The best fitting split sample CFA model was assessed for measurement invariance for caregiver respondent gender (male or female), and child gender (boy or girl). Measurement invariance tested typically involves tested nested hypotheses: H1) configural invariance (equal factor structure); H2) metric invariance (equal factor loadings); H3) scalar invariance (equal item thresholds); and H4) strict invariance (equal item residuals) [73]. However, because strict invariance is overly restrictive in real world practice, findings of configural, metric, and scalar invariance are acceptable [73]. Furthermore, if items are cross-loaded on more than one factor, metric invariance is not available for categorical data in Mplus; rather comparisons should be made using the scalar invariance model [84]. We employed Mplus chi-square difference testing (χ2diff) when comparing nested CFA models, as chi-square difference is not distributed as chi-square in WLSMV estimation [65].

Results

Descriptive statistics and correlations

Compared to normative data (based on a sample of UK children) [7], the current sample is at the high-normal range for Total Difficulties (M = 12.78, SD = 5.99); borderline range for Emotional Symptoms (M = 3.87, SD = 2.80); high-normal range for Conduct Problems (M = 1.97, SD = 1.87); normal range for Hyperactivity (M = 4.27, SD = 2.22); borderline range for Peer Problems (M = 2.65, SD = 1.88); and normal range for Prosocial Behavior (M = 7.93, M = 1.91).

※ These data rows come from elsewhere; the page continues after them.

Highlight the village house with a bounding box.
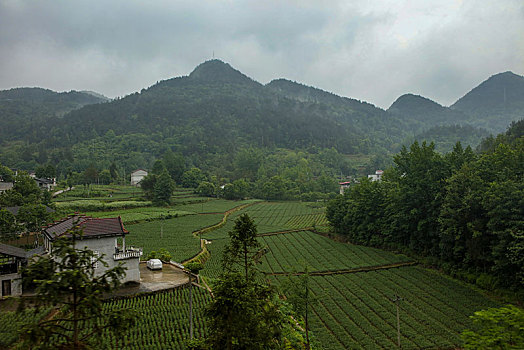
[0,181,14,193]
[35,178,56,191]
[131,169,147,186]
[43,215,142,283]
[0,243,42,298]
[368,170,384,181]
[338,181,351,194]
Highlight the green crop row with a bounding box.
[86,207,194,224]
[55,199,151,211]
[273,267,496,350]
[0,308,51,349]
[259,231,409,272]
[126,214,223,262]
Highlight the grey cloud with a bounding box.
[0,0,524,108]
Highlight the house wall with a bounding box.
[75,237,140,283]
[0,273,22,297]
[131,170,147,185]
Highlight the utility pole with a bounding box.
[189,270,193,339]
[391,294,404,348]
[160,214,164,238]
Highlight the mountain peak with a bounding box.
[451,71,524,114]
[189,59,255,84]
[388,94,444,114]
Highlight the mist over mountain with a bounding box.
[0,60,524,176]
[450,72,524,133]
[0,88,109,142]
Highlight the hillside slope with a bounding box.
[450,72,524,133]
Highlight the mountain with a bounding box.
[0,60,520,178]
[450,72,524,133]
[0,88,108,141]
[29,60,406,155]
[387,94,468,128]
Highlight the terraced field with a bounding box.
[99,287,211,350]
[259,231,410,272]
[24,199,498,350]
[196,203,498,350]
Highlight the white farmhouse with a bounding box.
[131,169,147,186]
[368,170,384,181]
[0,243,42,299]
[43,215,142,283]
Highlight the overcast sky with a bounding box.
[0,0,524,108]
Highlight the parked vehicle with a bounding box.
[147,259,162,270]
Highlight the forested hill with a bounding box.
[0,88,109,141]
[388,94,468,128]
[450,72,524,132]
[0,60,518,175]
[5,60,410,163]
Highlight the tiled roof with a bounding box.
[44,215,129,239]
[0,205,55,216]
[0,243,26,258]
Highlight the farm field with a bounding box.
[0,308,51,349]
[259,231,410,272]
[195,203,498,350]
[86,207,195,224]
[126,214,224,262]
[34,198,498,350]
[272,267,500,350]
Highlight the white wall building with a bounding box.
[131,169,147,186]
[43,216,142,283]
[368,170,384,181]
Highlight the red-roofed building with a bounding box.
[338,181,351,194]
[43,215,142,283]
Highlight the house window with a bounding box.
[91,250,100,269]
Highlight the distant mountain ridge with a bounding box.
[388,72,524,133]
[0,87,109,144]
[0,60,524,172]
[450,72,524,132]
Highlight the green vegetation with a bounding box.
[126,214,224,262]
[22,230,135,350]
[282,267,496,350]
[0,307,51,349]
[327,121,524,290]
[462,305,524,349]
[97,288,211,350]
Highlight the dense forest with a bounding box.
[327,120,524,291]
[0,60,524,183]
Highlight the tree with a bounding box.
[109,162,118,181]
[462,305,524,350]
[22,230,134,349]
[206,273,282,350]
[151,159,167,175]
[0,164,14,182]
[13,174,42,205]
[284,265,316,349]
[162,150,186,184]
[99,169,111,185]
[222,214,260,281]
[153,169,175,205]
[16,204,51,232]
[84,164,98,184]
[0,209,16,239]
[196,181,216,197]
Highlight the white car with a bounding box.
[147,259,162,270]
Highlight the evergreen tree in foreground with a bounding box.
[21,231,135,350]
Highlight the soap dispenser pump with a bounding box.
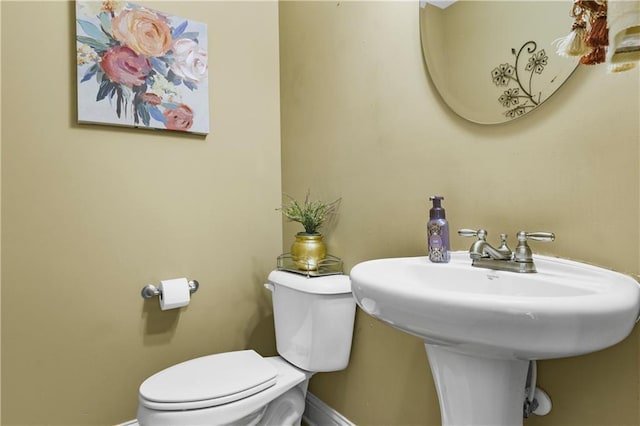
[427,195,449,263]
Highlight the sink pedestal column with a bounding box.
[425,343,529,426]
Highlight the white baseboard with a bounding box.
[302,392,355,426]
[116,392,355,426]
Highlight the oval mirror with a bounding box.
[420,0,579,124]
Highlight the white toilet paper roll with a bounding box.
[158,278,191,311]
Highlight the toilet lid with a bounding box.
[140,350,278,410]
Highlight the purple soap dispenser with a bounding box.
[427,195,449,263]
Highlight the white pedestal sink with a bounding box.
[350,252,640,426]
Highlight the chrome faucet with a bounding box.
[458,229,556,273]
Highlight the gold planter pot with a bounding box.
[291,232,327,271]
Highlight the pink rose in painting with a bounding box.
[100,46,151,87]
[111,9,172,56]
[171,38,208,83]
[163,104,193,131]
[142,93,162,106]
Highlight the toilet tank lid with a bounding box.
[140,350,278,409]
[268,270,351,294]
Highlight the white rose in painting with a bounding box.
[171,38,208,83]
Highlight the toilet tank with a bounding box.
[267,271,356,372]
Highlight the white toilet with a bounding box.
[137,271,356,426]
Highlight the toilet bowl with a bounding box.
[137,271,355,426]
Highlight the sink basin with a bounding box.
[350,252,640,426]
[350,252,640,359]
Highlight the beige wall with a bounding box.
[280,2,640,426]
[2,1,282,425]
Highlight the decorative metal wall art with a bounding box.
[491,41,549,118]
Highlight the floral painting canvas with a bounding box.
[76,0,209,134]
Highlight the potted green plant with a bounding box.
[279,191,340,271]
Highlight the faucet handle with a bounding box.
[458,228,487,240]
[513,231,556,263]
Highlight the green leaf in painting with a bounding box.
[116,86,124,118]
[98,12,113,36]
[96,80,114,102]
[77,19,109,44]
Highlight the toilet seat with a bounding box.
[140,350,278,411]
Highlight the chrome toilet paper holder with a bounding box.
[141,280,200,299]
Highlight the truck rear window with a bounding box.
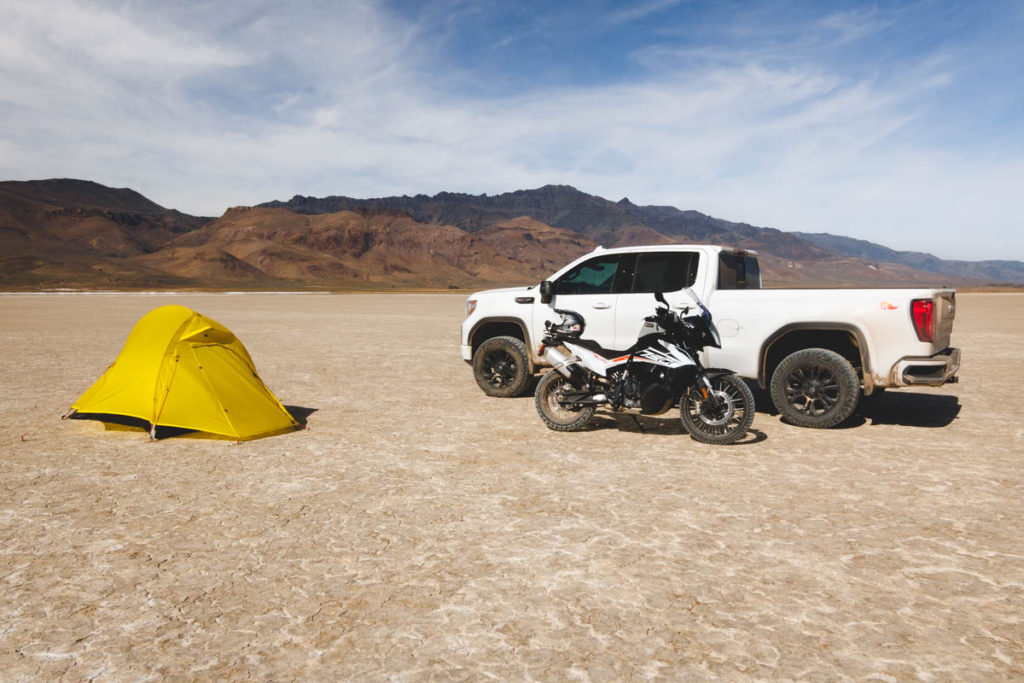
[718,251,761,290]
[633,252,697,292]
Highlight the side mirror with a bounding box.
[541,280,555,303]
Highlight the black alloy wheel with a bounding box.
[771,348,860,429]
[473,336,530,398]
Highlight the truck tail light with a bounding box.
[910,299,935,341]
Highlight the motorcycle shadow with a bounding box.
[587,411,768,445]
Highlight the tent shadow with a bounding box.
[285,405,319,427]
[68,405,317,441]
[68,413,201,441]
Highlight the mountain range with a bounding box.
[0,179,1024,290]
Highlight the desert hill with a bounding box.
[0,179,1024,290]
[262,185,1024,285]
[0,179,210,288]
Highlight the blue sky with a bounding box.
[0,0,1024,260]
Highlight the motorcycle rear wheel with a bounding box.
[679,375,754,444]
[534,370,594,432]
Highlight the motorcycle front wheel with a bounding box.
[679,375,754,444]
[534,370,594,432]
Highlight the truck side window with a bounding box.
[556,254,620,294]
[718,251,761,290]
[633,252,699,292]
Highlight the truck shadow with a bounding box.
[841,391,963,428]
[748,382,962,429]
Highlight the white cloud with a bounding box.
[0,0,1024,258]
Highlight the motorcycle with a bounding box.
[534,290,754,444]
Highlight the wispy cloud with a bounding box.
[0,0,1024,258]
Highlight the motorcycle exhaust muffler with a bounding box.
[544,346,573,379]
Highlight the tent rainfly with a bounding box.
[71,306,300,440]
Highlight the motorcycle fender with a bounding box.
[705,368,735,380]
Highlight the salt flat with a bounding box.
[0,294,1024,681]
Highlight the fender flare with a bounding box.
[758,323,874,394]
[467,315,537,373]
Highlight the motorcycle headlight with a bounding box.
[708,323,722,348]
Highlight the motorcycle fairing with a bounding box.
[562,339,695,378]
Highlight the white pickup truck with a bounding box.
[462,245,961,428]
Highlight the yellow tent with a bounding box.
[72,306,299,439]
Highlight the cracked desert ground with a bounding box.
[0,294,1024,681]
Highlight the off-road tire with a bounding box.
[771,348,860,429]
[473,337,531,398]
[679,375,755,445]
[534,370,594,432]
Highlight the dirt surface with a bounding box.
[0,294,1024,681]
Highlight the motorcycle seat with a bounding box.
[572,339,633,358]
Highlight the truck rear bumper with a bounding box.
[892,348,959,386]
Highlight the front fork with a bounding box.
[694,372,722,414]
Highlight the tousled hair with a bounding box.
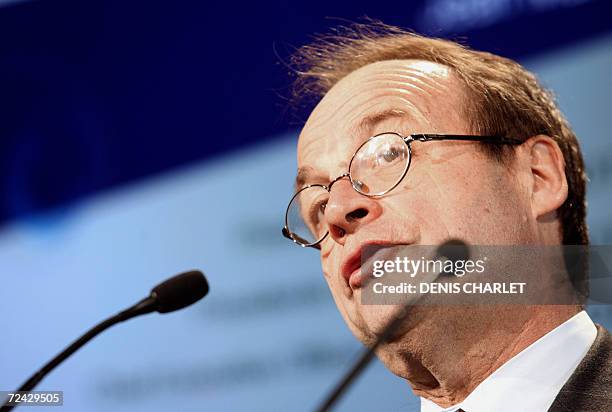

While no comparative data for Honduras are available, Goodman et al. presented SDQ data collected from a rural setting in Brazil with a sample of relatively poor parents [50]. Compared to these data, the Honduran parents and other caregivers from Intibucá in the current study showed lower Total Difficulties, Emotional Symptoms, and Conduct Problems scores; comparable scores for Hyperactivity; higher scores for Peer Problems; and lower scores for Prosocial Behavior [50]. Some differences were also seen between the Honduran respondents and the Chilean parent-reported data presented by Gaete et al. [51]. Specifically, Honduran parents and other caregivers had higher mean Emotional Symptoms, Hyperactivity, and Peer Problems scores, comparable mean Conduct Problems scores, and lower mean Prosocial Behavior scores [51]. Polychoric correlations between items were acceptable for the full sample (Table 1). The Kaiser-Meyer-Olkin (KMO) test was quite close to good (> = 0.80) at 0.796, and a statistically significant Bartlett’s test of sphericity showed that factor analysis was appropriate for this correlation matrix: χ2 = 2,465.77 (df = 300), p < 0.001 [76].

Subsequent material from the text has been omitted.